Pero después de medio día sin que el oleaje y el viento dieran señales de amainar a pesar de que el cielo se había aclarado, Hardin sintió desvanecerse su entusiasmo. Las olas, más grandes que nunca, rompían regularmente sobre el velero. Puesto que el barco cerraba bien y su pequeña bañera se vaciaba en poco tiempo, ello no representaba ningún peligro para la embarcación, pero representaba un brutal zarandeo para Hardin.

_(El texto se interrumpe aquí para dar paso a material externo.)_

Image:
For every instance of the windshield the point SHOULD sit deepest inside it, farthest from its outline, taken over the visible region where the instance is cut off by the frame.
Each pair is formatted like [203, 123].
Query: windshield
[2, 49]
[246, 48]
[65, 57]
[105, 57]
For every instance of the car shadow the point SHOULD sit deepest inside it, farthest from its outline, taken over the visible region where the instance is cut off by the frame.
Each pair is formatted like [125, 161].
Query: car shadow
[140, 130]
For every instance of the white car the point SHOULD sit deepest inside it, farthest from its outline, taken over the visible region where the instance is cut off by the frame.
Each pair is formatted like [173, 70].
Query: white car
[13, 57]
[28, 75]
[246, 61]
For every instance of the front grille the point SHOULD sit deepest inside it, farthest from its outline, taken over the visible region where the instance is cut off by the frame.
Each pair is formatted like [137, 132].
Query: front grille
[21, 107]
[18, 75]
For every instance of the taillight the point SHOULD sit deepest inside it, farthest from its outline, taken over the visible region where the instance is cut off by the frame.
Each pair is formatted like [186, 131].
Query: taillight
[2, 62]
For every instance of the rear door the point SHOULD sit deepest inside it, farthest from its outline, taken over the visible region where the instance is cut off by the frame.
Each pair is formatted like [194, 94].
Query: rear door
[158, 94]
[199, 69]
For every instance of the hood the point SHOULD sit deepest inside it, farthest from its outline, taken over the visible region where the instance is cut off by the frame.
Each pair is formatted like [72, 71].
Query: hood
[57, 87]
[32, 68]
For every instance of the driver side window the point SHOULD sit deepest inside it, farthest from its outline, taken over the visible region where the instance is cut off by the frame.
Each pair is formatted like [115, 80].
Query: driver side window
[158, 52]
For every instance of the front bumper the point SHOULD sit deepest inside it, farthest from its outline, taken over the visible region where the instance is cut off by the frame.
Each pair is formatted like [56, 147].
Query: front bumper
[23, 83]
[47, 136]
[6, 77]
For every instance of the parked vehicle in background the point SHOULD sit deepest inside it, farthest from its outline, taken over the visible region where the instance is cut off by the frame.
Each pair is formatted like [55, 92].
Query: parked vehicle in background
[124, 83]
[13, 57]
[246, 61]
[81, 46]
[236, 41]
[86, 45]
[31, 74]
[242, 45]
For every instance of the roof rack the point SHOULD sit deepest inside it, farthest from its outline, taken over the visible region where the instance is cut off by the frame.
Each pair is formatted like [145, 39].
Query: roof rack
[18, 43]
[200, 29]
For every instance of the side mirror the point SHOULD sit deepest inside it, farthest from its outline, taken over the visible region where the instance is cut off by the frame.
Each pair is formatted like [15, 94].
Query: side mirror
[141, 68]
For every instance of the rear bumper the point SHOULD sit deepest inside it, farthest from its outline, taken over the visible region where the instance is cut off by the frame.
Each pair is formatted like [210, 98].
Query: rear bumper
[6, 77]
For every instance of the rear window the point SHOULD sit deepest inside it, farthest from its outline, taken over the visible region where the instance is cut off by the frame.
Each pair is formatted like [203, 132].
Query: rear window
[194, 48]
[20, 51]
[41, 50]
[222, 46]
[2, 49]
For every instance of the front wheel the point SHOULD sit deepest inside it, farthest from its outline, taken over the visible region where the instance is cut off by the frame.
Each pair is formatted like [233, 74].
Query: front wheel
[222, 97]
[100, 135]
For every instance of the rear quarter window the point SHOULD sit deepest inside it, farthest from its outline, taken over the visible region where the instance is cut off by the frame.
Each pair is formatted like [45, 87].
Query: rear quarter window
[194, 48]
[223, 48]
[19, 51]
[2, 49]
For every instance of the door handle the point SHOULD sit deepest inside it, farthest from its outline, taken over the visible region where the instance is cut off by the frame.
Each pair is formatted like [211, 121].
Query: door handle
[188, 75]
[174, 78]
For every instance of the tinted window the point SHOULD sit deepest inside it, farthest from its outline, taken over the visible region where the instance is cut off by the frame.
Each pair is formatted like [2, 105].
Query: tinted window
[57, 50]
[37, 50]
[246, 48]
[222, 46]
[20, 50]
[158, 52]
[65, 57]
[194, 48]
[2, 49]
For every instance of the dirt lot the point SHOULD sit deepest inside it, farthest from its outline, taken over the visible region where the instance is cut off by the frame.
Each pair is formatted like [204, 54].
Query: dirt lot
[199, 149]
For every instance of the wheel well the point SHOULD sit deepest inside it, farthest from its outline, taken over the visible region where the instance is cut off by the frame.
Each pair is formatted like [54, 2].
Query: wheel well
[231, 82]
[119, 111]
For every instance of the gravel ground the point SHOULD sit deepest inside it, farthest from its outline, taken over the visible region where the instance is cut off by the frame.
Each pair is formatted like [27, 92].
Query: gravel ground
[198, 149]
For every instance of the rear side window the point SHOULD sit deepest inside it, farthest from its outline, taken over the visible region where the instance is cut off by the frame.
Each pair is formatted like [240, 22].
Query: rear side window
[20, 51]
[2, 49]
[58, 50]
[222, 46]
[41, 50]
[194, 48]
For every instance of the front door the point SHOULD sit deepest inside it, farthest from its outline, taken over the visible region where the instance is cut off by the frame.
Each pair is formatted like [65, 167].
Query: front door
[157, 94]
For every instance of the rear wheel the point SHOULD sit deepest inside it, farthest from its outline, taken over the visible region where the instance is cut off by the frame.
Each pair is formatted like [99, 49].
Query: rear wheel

Estaba calado hasta los huesos, tenía un frío espantoso y empezaban a faltarle las fuerzas. Tenía dificultades para sostener la rueda del timón. Al principio pensó que estaba encasquillada, pero pronto comprendió que sus brazos ya no ejercían la presión suficiente. Necesitaba calentarse, ponerse ropas secas y comer, o de lo contrarío acabaría muriendo de agotamiento.

Su mente empezaba a desvariar. Se le escapó un momento el control del barco y se encontró al borde del desastre al coger las olas demasiado de costado. La segunda vez que dio una cabezada, la rueda del timón le golpeó la mandíbula, sacándole de su sueño. Y entonces comprendió que tenía que bajar al camarote antes de perder el conocimiento.

Acopló la veleta más pequeña que tenía al piloto automático y la fijó de manera que la popa formara un ángulo de veinte grados con respecto a la dirección del oleaje. Después esperó, con las manos preparadas para coger la rueda del timón, a fin de comprobar si el piloto automático sería capaz de reproducir su método de proteger al barco de las olas.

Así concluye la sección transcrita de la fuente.